Stojanov Riste, Jovanovik Milos, Gramatikov Sasho, Mishkovski Igor, Zdravevski Eftim, Sasanski Darko, Karapancheva Zorica, Spasovski Goce, Vasileska Ivona, Eftimov Tome, Zhuojun Wu, Jankowski Joachim, Trajanov Dimitar
Faculty of Computer Science and Engineering, Ss. Cyril and Methodius University in Skopje, Skopje, North Macedonia.
Institute of Logic and Computation, TU Wien, Vienna, Austria.
Proteomics. 2025 Jun;25(11-12):e202400135. doi: 10.1002/pmic.202400135. Epub 2025 May 27.
The integration of big data into nephrology research will open new avenues for analyzing and understanding complex biological datasets, driving advances in personalized management of kidney diseases. This paper describes the multifaceted challenges and opportunities by incorporating big data in nephrology, emphasizing the importance of data standardization, advanced storage solutions, and advanced analytical methods. We discuss the role of data science workflows, including data collection, preprocessing, integration, and analysis, in facilitating comprehensive insights into disease mechanisms and patient outcomes.

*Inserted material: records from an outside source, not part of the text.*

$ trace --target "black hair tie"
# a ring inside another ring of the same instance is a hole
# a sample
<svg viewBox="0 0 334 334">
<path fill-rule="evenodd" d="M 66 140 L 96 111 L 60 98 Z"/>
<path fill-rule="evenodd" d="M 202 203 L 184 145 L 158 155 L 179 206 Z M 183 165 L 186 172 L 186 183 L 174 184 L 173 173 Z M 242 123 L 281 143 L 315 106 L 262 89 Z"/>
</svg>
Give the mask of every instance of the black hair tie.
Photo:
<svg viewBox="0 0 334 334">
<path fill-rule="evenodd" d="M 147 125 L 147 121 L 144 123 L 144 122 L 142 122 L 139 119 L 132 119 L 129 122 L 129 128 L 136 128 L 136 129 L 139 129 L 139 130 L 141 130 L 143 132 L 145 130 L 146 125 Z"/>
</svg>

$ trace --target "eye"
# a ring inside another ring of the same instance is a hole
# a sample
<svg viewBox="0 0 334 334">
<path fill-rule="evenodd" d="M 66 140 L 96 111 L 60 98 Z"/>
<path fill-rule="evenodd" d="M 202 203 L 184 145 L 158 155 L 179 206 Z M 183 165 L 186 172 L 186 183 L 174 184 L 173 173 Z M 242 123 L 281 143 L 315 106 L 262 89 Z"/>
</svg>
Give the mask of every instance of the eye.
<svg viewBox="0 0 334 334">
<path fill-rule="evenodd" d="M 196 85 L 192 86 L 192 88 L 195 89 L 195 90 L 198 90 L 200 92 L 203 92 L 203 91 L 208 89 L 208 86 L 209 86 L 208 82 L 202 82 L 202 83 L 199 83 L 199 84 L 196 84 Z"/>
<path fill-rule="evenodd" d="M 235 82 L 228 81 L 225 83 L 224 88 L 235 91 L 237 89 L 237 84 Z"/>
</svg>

Furthermore, we highlight predictive and prescriptive analytics, as well as the application of large language models (LLMs) in improving clinical decision-making and enhancing the accuracy of disease predictions. The use of high-performance computing (HPC) is also examined, showcasing its role in processing large-scale datasets and accelerating machine learning algorithms. Through this exploration, we aim to provide a comprehensive overview of the current state and future directions of big data analytics in nephrology, with a focus on enhancing patient care and advancing medical research.
将大数据整合到肾脏病学研究中,将为分析和理解复杂的生物数据集开辟新途径,推动肾脏疾病个性化管理的进展。本文描述了将大数据纳入肾脏病学所面临的多方面挑战和机遇,强调了数据标准化、先进存储解决方案和先进分析方法的重要性。我们讨论了数据科学工作流程(包括数据收集、预处理、整合和分析)在促进对疾病机制和患者预后的全面洞察方面的作用。此外,我们强调了预测性和规范性分析,以及大语言模型在改善临床决策和提高疾病预测准确性方面的应用。还探讨了高性能计算的使用,展示了其在处理大规模数据集和加速机器学习算法方面的作用。通过这次探索,我们旨在全面概述肾脏病学中大数据分析的现状和未来方向,重点是加强患者护理和推进医学研究。